The following code transforms an ascii formatted chess tournament results table in a .csv.
library("stringr")
## Warning: package 'stringr' was built under R version 3.1.3
setwd("C:\\Users\\Andrew\\Desktop\\Cuny\\Data Acquisition\\Project 1")
chess_grid <- readLines("tournamentinfo.txt")

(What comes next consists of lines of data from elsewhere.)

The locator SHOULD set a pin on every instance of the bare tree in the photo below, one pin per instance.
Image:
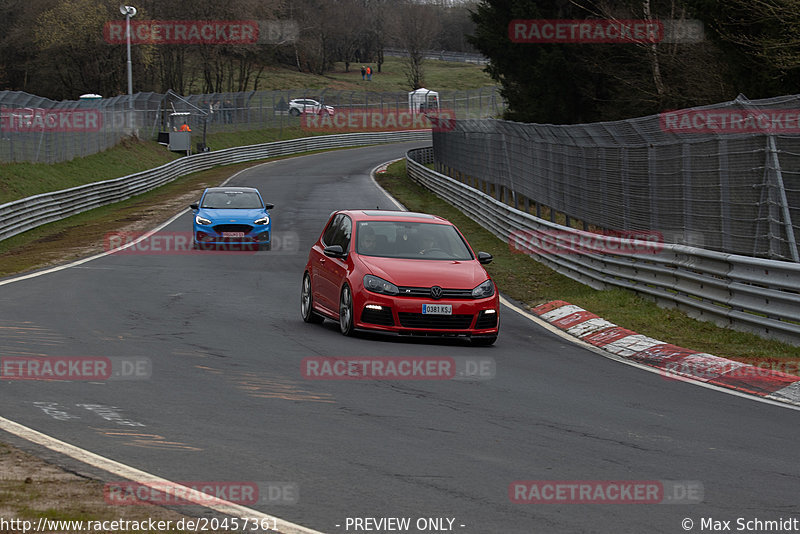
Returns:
(416, 28)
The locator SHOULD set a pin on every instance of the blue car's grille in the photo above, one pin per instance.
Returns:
(246, 228)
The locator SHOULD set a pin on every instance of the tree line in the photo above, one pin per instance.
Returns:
(749, 48)
(56, 48)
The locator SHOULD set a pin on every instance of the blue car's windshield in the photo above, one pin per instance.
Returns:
(232, 200)
(411, 240)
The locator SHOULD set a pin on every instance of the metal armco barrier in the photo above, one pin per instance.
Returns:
(22, 215)
(738, 292)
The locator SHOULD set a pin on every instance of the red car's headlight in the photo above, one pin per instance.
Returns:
(379, 285)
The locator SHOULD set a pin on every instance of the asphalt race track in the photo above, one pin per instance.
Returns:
(226, 400)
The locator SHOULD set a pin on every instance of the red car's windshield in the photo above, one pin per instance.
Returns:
(412, 240)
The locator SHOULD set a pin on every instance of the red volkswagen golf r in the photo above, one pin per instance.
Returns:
(401, 272)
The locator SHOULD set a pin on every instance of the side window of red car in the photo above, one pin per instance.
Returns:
(330, 231)
(342, 232)
(343, 235)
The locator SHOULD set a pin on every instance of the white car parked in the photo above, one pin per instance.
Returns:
(299, 106)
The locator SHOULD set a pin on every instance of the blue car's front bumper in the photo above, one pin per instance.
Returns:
(228, 230)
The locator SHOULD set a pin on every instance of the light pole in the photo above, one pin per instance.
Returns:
(129, 12)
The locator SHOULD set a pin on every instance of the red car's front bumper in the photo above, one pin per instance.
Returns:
(403, 315)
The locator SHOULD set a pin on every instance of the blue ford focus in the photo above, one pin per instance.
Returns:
(235, 218)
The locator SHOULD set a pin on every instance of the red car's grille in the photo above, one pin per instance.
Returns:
(406, 291)
(486, 320)
(382, 317)
(435, 322)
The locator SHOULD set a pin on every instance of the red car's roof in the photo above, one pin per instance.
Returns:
(389, 215)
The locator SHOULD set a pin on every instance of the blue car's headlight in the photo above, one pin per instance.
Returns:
(379, 285)
(484, 290)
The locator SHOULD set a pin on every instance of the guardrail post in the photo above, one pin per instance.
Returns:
(781, 191)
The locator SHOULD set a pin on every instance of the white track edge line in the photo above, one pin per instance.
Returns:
(143, 477)
(620, 359)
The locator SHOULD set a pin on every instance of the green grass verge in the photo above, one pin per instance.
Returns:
(439, 75)
(20, 180)
(532, 283)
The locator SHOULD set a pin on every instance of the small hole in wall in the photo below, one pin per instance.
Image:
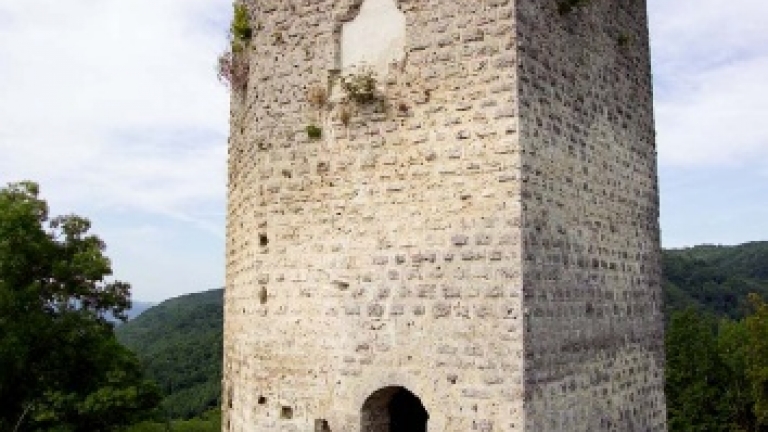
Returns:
(262, 295)
(286, 413)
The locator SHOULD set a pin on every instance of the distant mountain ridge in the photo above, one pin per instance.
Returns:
(180, 340)
(180, 343)
(715, 279)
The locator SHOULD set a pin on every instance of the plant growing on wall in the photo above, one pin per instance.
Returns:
(567, 6)
(314, 132)
(360, 87)
(232, 66)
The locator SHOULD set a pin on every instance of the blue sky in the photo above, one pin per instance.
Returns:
(114, 108)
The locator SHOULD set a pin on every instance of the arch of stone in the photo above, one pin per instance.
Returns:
(393, 409)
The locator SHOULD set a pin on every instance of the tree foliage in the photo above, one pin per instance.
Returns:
(61, 367)
(717, 371)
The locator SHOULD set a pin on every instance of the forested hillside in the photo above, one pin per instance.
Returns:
(715, 279)
(180, 339)
(180, 343)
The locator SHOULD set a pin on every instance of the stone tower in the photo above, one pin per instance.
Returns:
(443, 216)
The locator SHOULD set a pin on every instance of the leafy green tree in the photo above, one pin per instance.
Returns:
(736, 395)
(61, 367)
(694, 375)
(757, 356)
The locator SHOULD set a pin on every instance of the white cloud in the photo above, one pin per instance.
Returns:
(115, 101)
(113, 106)
(710, 64)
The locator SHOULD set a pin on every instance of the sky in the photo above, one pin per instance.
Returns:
(113, 106)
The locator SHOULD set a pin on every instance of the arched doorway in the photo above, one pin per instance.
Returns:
(393, 409)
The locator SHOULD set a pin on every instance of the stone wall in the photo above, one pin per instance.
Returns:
(592, 294)
(495, 196)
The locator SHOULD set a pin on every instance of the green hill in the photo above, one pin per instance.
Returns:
(180, 343)
(180, 340)
(715, 279)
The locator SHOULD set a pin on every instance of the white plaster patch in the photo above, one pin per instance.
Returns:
(375, 38)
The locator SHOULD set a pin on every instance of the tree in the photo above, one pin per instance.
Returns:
(61, 367)
(694, 379)
(757, 356)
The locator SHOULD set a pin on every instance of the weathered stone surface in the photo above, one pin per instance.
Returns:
(484, 235)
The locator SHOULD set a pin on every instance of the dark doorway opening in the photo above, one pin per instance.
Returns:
(394, 409)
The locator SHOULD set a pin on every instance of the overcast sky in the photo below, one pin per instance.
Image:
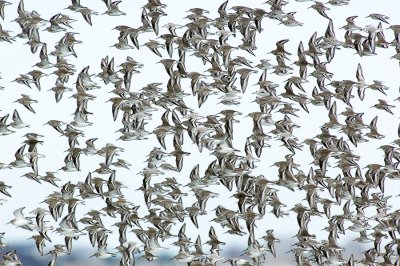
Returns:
(16, 59)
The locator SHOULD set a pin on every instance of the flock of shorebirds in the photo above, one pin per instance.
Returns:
(209, 39)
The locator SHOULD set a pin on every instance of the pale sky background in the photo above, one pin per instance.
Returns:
(17, 59)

## Warning in readLines("tournamentinfo.txt"): incomplete final line found on
## 'tournamentinfo.txt'
str(chess_grid)
## chr [1:196] "-----------------------------------------------------------------------------------------" ...
#Extracts vector of player names
player_name <- (str_trim(unlist(str_extract_all(chess_grid, "([[:alpha:] ]-?){15,31}"))))[2:65]
str(player_name)
## chr [1:64] "GARY HUA" "DAKSHESH DARURI" "ADITYA BAJAJ" ...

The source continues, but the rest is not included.